In the January 6, 2005 press release that announced that the restatement for the first and third quarters of 2003 had been filed, Stonepath also disclosed that, because of the accounting problems identified in its September 20, 2004 announcement, it would be reducing net income results for fiscal years 2001, 2002 and 2003, and the first six months of 2004 by $0.4 million, $2.0 million, $7.8 million and $6.1 million, respectively. Id. ¶¶ 21, 127. Accordingly, in future restatements, the aggregate reduction in previously reported income will be about $16.3 million for 2001 through the first six months of 2004. Id. ¶¶ 21, 22,127.

From January 1, 2001 to now, Stonepath has allegedly undergone several changes in structure and personnel. First, the senior financial representatives within the Domestic Services and International Services units now report directly to the Chief Financial Officer (“CFO”). Id. ¶¶23, 130. Second, the Chief Executive Officer (“CEO”) and CFO were replaced and the new position of President was created. Id. Third, Stonepath announced it would move the corporate headquarters to Seattle, Washington in the first half of 2005. Id. ¶¶ 24,130.

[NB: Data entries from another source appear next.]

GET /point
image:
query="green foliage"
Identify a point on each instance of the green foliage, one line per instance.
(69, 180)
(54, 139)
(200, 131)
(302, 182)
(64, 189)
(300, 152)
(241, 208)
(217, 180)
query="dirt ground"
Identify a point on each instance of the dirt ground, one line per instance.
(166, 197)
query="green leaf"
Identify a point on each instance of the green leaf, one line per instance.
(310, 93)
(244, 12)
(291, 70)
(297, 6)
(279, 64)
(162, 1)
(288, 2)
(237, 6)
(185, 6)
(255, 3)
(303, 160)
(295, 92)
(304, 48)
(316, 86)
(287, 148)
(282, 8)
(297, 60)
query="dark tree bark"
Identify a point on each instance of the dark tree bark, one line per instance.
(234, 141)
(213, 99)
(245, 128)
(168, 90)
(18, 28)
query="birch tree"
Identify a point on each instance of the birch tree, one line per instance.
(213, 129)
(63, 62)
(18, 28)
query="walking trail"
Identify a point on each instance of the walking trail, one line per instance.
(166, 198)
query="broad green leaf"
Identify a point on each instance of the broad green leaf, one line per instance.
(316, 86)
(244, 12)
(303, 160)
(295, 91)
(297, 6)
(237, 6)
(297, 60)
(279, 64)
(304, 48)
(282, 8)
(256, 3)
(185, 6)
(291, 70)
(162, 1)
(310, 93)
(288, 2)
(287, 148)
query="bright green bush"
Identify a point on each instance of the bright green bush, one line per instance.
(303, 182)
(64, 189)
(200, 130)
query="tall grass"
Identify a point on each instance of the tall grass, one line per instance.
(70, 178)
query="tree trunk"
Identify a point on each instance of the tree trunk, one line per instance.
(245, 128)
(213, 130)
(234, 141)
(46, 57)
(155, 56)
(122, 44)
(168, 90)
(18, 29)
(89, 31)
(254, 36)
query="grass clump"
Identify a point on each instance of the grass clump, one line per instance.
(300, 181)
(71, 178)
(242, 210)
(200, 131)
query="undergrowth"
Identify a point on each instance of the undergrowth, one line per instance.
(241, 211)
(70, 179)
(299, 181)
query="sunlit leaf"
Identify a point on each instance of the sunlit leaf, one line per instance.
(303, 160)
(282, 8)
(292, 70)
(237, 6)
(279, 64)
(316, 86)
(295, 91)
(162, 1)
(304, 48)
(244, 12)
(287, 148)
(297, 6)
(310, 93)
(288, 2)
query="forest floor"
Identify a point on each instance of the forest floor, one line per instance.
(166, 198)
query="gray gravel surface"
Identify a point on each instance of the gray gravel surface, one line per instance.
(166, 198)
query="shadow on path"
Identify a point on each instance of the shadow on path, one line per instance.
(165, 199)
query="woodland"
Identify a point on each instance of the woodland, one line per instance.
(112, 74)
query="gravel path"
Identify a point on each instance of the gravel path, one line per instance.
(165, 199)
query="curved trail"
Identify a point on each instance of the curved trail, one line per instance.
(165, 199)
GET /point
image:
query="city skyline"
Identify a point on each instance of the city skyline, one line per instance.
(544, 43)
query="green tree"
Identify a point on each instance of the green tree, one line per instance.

On October 12, 2004, plaintiff initiated this action, and on January 19, 2005 he filed an amended complaint. The amended complaint asserts six counts, all against the fourteen Individual Defendants 6 ex *651 cept for the first count: (1) violation of Section 304 of the Sarbanes-Oxley Act (“SarbOx”) by defendants Dennis L. Pelino and Bohn H. Crain; (2) breach of fiduciary duty; (3) abuse of control; (4) gross mismanagement; (5) waste of corporate assets; and (6) unjust enrichment.